Because our skin does so many wonderful things for us, it is imperative that we care for it well.
Adequate nutrition and hydration are most important for the skin, as it is true for all cells of the body. The cells of the skin need to consume quality and adequate nutrients and eliminate waste as do all cells. When imbalance occurs within the system, it means that one of these basic functions is less than optimal. Either there is alack of quality, balance of nutrients entering the cells, or the eliminatory organs are back up, overloaded or shut down. The results will be clogged pores, white or black heads, cysts, acne,yeast or fungal rashes, etc. The bacteria that lives off of morbid waste will live off poorly digested material and perpetuate a disrupted healthy skin ecology.

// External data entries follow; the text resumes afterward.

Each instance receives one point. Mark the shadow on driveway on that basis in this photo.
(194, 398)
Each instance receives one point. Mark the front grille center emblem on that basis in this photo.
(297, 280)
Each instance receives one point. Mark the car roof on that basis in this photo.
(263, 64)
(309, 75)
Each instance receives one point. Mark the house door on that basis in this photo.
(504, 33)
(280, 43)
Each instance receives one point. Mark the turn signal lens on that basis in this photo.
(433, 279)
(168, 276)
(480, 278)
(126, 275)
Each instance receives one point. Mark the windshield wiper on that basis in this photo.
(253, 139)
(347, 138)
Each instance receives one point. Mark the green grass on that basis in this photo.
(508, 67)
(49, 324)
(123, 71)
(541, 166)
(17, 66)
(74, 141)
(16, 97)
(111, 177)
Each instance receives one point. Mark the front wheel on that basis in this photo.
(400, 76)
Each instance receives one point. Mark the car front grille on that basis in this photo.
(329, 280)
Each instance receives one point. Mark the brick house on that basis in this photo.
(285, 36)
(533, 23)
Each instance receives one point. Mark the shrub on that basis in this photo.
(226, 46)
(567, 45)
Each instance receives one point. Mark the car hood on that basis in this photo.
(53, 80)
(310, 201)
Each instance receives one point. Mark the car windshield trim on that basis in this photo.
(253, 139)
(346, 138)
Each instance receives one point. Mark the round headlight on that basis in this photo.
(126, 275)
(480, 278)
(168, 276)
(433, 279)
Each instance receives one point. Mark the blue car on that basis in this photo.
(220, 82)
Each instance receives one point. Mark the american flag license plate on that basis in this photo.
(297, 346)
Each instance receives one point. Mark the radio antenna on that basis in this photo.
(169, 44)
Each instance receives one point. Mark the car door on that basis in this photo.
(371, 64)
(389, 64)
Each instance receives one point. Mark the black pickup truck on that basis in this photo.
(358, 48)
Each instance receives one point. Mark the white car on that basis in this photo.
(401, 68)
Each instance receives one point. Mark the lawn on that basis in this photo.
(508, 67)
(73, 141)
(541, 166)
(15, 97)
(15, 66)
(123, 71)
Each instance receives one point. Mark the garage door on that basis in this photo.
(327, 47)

Exfoliating the skin from head to toe is an excellent way to keep your pores unclogged and open for proper elimination through and out the body. Remember, what goes in, must come out. The body is in a continuous state of consuming and eliminating through all of the digestive and eliminatory organs. The skin is only one of those. Health of the other organs is imperative because if any organ is not working optimally, the other organs must pick up the slack. We must be as strong as our strongest organ; otherwise the weak link will pull down the system. Fresh organic fruits and vegetables, as well as high quality foods suitable to your particular constitution, combined with just plain old soap and water goes a long way.
Keep the pores free of lotions, sun screens and make up a soften as possible, as these will clog pores and inhibit the natural flow and always consult a licensed N.D. with any specific health concerns you have, as God made us all so unique and we must respect and cherish our own individuality.